Nel merito delle valutazioni sul nesso causale, l'indagine non ha spiegato il motivo per il quale ritiene di poter affermare che il materiale rinvenuto (tra cui la ceramica) sia proprio quello detenuto o prodotto dall'Ilva, né chiarisce le modalità con le quali il particolato, superando le barriere naturali dell’apparato respiratorio e la barriera placentare, sia giunto nel cervello del piccolo Lorenzo. È noto, infatti, che solo le polveri più sottili possono superare gli alveoli polmonari, mentre quelle ritrovate hanno una grandezza superiore a 2,5 micron, hanno cioè dimensioni centinaia di volte superiori a quelle che potrebbero essere giunte, in via teorica, al cervello del bambino Lorenzo Zaratta durante la sua crescita in utero.
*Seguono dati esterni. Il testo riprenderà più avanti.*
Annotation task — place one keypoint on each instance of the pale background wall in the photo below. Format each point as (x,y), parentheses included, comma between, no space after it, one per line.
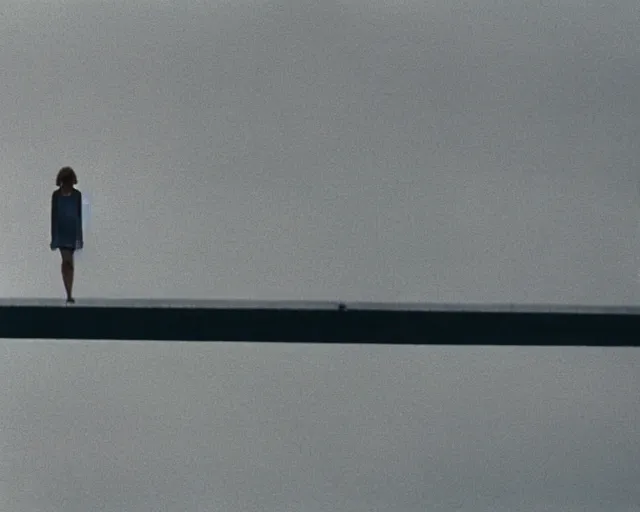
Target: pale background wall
(437,151)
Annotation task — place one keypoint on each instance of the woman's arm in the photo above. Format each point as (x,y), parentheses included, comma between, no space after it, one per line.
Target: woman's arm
(80,234)
(54,215)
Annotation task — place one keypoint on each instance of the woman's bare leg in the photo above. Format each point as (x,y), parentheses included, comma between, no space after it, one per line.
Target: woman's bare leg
(67,272)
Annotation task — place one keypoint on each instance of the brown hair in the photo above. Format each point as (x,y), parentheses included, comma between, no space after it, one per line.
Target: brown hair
(66,176)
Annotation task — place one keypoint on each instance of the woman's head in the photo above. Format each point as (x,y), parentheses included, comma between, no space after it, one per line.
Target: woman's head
(66,177)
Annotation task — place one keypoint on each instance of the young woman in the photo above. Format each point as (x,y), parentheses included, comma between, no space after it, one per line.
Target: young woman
(66,224)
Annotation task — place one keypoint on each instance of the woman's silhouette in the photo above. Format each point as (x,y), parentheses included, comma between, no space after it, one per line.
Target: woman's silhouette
(66,224)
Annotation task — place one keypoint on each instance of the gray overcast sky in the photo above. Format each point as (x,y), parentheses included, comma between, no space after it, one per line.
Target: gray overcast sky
(296,149)
(438,151)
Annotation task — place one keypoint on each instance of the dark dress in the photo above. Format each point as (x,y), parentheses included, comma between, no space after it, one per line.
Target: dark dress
(66,221)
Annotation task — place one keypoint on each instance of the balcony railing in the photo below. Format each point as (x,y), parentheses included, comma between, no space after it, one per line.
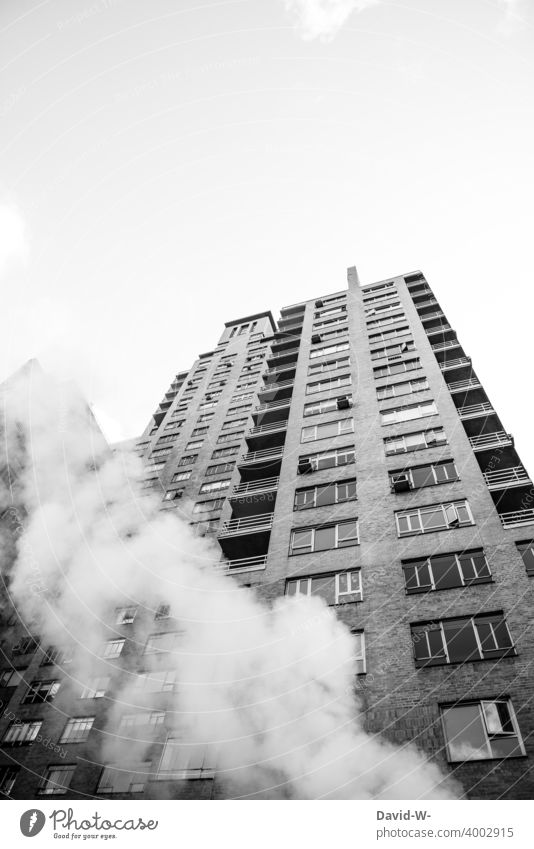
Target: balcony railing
(247,525)
(272,427)
(462,385)
(254,487)
(499,438)
(242,564)
(459,361)
(503,478)
(518,517)
(472,411)
(264,454)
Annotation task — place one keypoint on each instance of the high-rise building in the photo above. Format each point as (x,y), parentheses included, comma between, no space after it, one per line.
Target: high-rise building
(350,451)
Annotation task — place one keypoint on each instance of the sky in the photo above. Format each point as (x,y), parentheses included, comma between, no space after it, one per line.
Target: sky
(168,166)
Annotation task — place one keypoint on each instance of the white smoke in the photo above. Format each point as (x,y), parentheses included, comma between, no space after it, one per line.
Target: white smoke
(323,18)
(269,689)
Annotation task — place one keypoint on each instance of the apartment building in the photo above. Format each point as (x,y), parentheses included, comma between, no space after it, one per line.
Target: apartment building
(348,450)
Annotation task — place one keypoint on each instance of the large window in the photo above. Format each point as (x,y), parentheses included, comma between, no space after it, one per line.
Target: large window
(468,638)
(324,537)
(181,760)
(406,414)
(326,460)
(415,441)
(327,430)
(397,368)
(436,517)
(444,571)
(395,390)
(77,730)
(334,587)
(418,477)
(329,384)
(322,495)
(481,730)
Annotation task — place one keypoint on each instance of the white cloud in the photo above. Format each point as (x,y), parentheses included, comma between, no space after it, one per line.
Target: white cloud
(13,238)
(323,18)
Da notare, infine, che la composizione delle particelle rivenute nei prelievi bioptici di Lorenzo Zaratta è fornita solo in termini qualitativi (mera presenza di una sostanza) senza alcuna determinazione quantitativa o, almeno, percentuale. Pertanto, anche ammettendo, per assurdo, che le particelle derivino dall’esposizione materna, l’assenza del dato quantitativo non permetterebbe di fare alcuna considerazione di relazione dose risposta, che è il fondamento della tossicologia.

Quanto all’aggravante chiesta successivamente dal pm, basta evidenziare che né il bambino (per ovvie ragioni), né i genitori lavoravano in Ilva. La mamma ha fatto la segretaria per i primi 5 mesi di gestazione in un ufficio sui tamburi.
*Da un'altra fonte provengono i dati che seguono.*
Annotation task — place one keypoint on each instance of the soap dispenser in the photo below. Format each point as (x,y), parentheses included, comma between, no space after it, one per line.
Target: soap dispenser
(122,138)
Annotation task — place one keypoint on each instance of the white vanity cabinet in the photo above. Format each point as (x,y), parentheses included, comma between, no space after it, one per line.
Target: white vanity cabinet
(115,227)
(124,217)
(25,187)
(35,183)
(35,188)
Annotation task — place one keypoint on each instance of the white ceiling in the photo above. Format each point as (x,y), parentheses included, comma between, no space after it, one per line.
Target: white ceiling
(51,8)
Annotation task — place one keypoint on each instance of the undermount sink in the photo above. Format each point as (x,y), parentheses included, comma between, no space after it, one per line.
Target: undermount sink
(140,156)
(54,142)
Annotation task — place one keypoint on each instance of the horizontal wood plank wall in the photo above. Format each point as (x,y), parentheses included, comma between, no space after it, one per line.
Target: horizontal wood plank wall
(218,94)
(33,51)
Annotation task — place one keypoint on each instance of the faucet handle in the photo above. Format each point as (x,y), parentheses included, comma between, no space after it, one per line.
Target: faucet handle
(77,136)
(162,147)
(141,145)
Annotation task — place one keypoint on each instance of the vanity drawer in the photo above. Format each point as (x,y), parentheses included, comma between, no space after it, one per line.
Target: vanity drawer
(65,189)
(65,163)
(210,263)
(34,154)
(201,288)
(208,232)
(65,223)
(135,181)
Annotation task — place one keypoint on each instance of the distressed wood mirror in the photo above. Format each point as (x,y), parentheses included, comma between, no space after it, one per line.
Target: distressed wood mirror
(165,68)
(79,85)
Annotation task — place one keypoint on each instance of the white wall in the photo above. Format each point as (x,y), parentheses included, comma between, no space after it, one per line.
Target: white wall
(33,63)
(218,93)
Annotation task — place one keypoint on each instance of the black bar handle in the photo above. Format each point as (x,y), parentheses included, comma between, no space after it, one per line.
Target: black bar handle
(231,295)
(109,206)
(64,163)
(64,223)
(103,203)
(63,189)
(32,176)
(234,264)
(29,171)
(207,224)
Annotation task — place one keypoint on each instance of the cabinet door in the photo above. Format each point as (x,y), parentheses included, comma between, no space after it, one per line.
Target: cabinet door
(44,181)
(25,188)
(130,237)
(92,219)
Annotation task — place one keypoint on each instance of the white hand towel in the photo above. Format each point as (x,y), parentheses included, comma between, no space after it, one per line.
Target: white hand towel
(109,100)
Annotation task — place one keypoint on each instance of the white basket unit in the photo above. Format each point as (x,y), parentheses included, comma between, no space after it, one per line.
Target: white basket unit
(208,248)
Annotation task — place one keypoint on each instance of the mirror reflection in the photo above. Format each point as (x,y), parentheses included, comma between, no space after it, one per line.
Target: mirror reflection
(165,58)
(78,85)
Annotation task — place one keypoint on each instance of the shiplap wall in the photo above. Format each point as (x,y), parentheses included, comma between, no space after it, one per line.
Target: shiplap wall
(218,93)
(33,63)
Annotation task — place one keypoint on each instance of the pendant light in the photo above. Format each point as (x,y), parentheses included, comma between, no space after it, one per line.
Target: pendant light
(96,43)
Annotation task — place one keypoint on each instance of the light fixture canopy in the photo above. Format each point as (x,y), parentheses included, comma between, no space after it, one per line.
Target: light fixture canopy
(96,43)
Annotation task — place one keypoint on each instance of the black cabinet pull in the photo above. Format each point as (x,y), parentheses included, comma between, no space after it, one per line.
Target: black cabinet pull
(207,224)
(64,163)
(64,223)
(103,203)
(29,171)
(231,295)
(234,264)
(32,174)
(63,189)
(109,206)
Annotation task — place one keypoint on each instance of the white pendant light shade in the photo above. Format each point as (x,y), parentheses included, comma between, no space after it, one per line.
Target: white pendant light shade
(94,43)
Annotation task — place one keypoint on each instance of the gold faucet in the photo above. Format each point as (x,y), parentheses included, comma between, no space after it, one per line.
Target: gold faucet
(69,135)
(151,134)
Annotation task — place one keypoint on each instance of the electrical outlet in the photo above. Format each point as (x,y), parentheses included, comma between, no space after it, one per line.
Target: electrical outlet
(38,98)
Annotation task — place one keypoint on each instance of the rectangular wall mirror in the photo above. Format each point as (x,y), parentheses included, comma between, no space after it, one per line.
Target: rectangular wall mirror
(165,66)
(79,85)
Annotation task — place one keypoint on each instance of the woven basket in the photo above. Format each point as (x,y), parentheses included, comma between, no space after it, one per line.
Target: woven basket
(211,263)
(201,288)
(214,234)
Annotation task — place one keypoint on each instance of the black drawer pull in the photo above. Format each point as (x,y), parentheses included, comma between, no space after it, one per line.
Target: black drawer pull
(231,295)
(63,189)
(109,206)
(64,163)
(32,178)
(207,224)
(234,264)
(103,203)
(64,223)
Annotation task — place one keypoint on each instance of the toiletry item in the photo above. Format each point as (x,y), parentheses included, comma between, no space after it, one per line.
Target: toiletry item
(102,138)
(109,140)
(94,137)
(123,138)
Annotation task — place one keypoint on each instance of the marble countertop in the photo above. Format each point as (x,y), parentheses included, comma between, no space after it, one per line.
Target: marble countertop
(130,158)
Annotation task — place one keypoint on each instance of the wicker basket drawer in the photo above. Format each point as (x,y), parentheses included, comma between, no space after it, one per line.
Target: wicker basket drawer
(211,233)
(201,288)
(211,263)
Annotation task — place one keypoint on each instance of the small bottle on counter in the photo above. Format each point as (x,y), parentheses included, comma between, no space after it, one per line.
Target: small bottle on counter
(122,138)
In sostanza neppure l’accusa con i suoi consulenti era riuscita a dimostrare la causalità tra l’inquinamento di Ilva e la morte di Lorenzo. L’astrocitoma è il secondo tumore più diffuso nei bambini dopo leucemie e linfomi. Sono 350/400 l’anno. Quello di Lorenzo è il primo riscontrato a Taranto. Eppure gli insulti che si sentono in queste ore a Taranto contro il giudice, e i lavoratori che ingiustamente hanno subito questo calvario per questi dieci anni, additati al pubblico ludibrio come assassini di bambini, fanno altre vittime. Lontano dalla verità e dalla scienza. Ma anche dalla giustizia.

Le uniche parole che si possono comprendere sono quelle del papà di Lorenzo che in un post su Facebook ha scritto: “Ringrazio gli avvocati, i consulenti e i PM che hanno fatto il possibile….ma per il giudice, gli imputati non hanno commesso il fatto….e così è….Scusami amore…non sono stato in grado di proteggerti e darti giustizia!”.

Non deve imputarsi alcuna colpa il papà di Lorenzo. Non è stata colpa sua. Lo scrive l’Airc, associazione per la ricerca sul cancro sul suo sito: “Per gli astrocitomi non è al momento possibile definire strategie efficaci per la prevenzione, dal momento che l'epidemiologia non ha a oggi identificato fattori di rischio modificabili. Per questo è importante sottolineare che, qualora un astrocitoma insorga in un bambino, non c'è nulla che i genitori si debbano rimproverare per la malattia del proprio figlio”.

Quanto a Ilva, liberare il dibattito pubblico, compreso quello politico, dai continui riferimenti emotivi a bambini, malattie, e morti, ovvero dall’aneddotica, aiuterebbe forse tutti, anche il governo, a trovare le soluzioni migliori.